Secondo lei siamo pronti per una globalizzazione intelligente?

In questi anni in cui abbiamo seguito i livelli massimi di globalizzazione, senza preoccuparci del fattore umano, della centralità dei valori, del rispetto per la cultura della differenza. Ad esempio abbiamo assistito impotenti a scene di intolleranza di fronte all’“esodo biblico” che ha messo in ginocchio l’Europa, dimostrando un gravissimo gap che pesa su tutto l’Occidente. Più in generale, basta pensare a quanto il termine “comunità” della Comunità Europea sia stridente in in un contesto che vede un paese intimare continuamente all’altro di “fare i compiti a casa”, creando un dannoso processo di “infatilizzazione”. Un governo, un popolo, uno stato, a queste condizioni non possono maturare un’etica della responsabilità nel comune e reciproco rispetto delle sfide che si debbono affrontare. Le parole sono importanti, perciò non andrebbero mai usate a caso.

Edgar Morin parla di una “riforma del pensiero”, lei cosa ne pensa?

La metafora di Michel de Montaigne di preferire una “testa ben fatta a una testa ben piena”, dopo cinque secoli, mantiene intatta la sua freschezza. Michel Serres in “Non è un mondo per vecchi” ha ripreso questa immagine efficace, che fotografa con stupefacente attualità l’esigenza di operare selezione e qualità in una società dell’informazione, in cui la connettività pervasiva rischia di non lasciare margini di manovra al pensiero critico. Ed è qui che ha ragione Morin, alla verifica, al confronto sereno di idee e posizioni. La tecnologia non basta, la vera sfida si giocherà sui contenuti e, anche se con fatica, mentre stiamo cercando di tratteggiare i contorni della “terza rivoluzione” industriale, osservatori e studiosi se ne sono finalmente accorti. Uomini delle istituzioni, imprenditori e manager saranno sempre più impegnati a impadronirsi dei nuovi linguaggi per intercettare i bisogni della collettività, lo sviluppo del mercato, oltre che l’evoluzione stessa della storia.

Siamo riusciti a superare il dualismo “gigantismo” tecnologico e il  “nanismo” culturale?
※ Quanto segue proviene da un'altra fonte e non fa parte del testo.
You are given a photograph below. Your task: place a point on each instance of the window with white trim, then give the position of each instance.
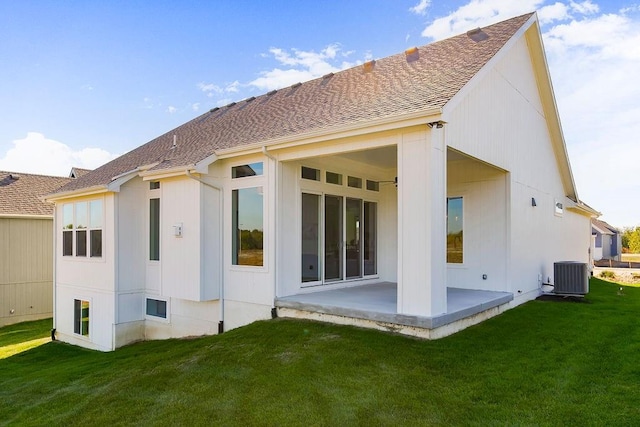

Credo di no. Tutti i mutamenti tecnologici hanno grandi ricadute sociali che se non adeguatamente gestiti rischiano di creare ancora più disorientamento, paura e senso di inadeguatezza. Non bastano i modelli teorici, sono gli output pratici che possono portare a una svolta. Non è possibile infatti affrontare nessun tipo di cambiamento sociale se non si arriva a una ridefinizione delle identità nell’universo globalizzato. Sia che si faccia una riforma fiscale, sanitaria o del lavoro, la politica deve tornare a governare il divenire della storia, rispettando la diversità plurale, gli orizzonti allargati dello stato-nazione, la mescolanza di culture, etnie e tradizioni che sono il volto distintivo del terzo millennio. Se ignoriamo tutti questi fattori interdipendenti, qualsiasi tentativo di cambiare l’esistente rischia di rimanere lettera morta.